Misinformation about Western countries’ involvement in the war in Ukraine has continued to spread online almost three years after Putin’s full-scale invasion. In a recent case, a photo ricocheted across social media posts that falsely claimed it shows coffins of British soldiers killed in the conflict. However, the picture predates the war by more than a decade and was taken after 14 British servicemen died in a 2006 plane crash in Afghanistan.
“Recently, 18 members of the British special forces successfully infiltrated Russia from Kyiv, but they all returned to their country in wooden boxes,” read a post on Chinese platform Weibo from November 3, 2024.
Text on the picture reads: “18 British Special Forces were killed in Ukraine. They were liquidated in the Odessa Region.”
Britain is one of several Western countries to have supplied Ukraine with weapons in its war with Russia, but there has been no announcement that British troops were deployed to the war-torn country.
At the start of Russia’s full-scale invasion in February 2022, Ukrainian President Volodymyr Zelensky invited foreigners to join an “international legion” that would fight side-by-side with Ukrainians against Russian troops.
The Russian military said it had killed 5,962 foreign fighters in Ukraine since the start of the war, Russian state news agency TASS reported in March 2024 (archived link).

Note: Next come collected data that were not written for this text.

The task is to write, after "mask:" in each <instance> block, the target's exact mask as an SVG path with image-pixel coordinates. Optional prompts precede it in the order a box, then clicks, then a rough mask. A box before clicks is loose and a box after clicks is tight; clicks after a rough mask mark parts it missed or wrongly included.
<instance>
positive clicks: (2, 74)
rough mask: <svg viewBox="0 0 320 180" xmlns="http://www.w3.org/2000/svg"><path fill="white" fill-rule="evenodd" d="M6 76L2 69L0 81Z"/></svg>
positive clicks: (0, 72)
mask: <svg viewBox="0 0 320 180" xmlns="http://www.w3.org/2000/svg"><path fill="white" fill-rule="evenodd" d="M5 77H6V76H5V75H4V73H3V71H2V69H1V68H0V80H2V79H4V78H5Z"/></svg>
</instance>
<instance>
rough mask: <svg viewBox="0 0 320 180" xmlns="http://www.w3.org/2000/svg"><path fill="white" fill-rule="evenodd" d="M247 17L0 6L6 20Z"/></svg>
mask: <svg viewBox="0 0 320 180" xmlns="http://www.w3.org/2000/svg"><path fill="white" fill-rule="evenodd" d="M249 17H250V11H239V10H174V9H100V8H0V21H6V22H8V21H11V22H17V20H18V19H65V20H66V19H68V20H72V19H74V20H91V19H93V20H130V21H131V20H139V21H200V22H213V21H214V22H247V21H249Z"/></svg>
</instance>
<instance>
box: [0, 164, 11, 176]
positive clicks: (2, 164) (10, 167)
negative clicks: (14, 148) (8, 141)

Despite British government advice warning citizens against travel to Ukraine “to fight, or to assist others engaged in the war”, several Britons have reportedly been captured or killed in the conflict (archived links here and here).
The photo spread in social media posts in various languages that falsely claimed it showed Britons killed in Ukraine, including in English, French, Czech, Polish, Slovak, Spanish and Russian.
However, the image was taken in 2006 and is unrelated to the war.
Plane crash
A reverse image search and keyword searches on Google and Russian search engine Yandex found the image published on news agency PA Media‘s website (archived link).
According to the photo caption, it was taken by British Royal Air Force (RAF) photographer Ross Tilly on September 13, 2006 and shows the coffins of 14 British soldiers who were repatriated after they were killed in an air crash in Afghanistan.
Below is a screenshot comparison of the image in false posts (left) and on PA Media’s database (right):
In the original picture, two British flags and the Royal Air Force’s logo are visible in the aircraft’s hull. One of the flags was replaced with the Ukrainian flag in the false image.
Below is a screenshot comparison of the falsely shared image (left) and the original image (right), with the alteration highlighted by AFP:
The soldiers were reportedly killed after their 37-year-old Nimroad MR2 reconnaissance plane exploded mid-air when leaking fuel spilt onto a hot air pipe moments after mid-air refuelling (archived link).
The picture was also used in a BBC report published on September 12, 2006 (archived link).
AFP has debunked a wave of misinformation about the war in Ukraine.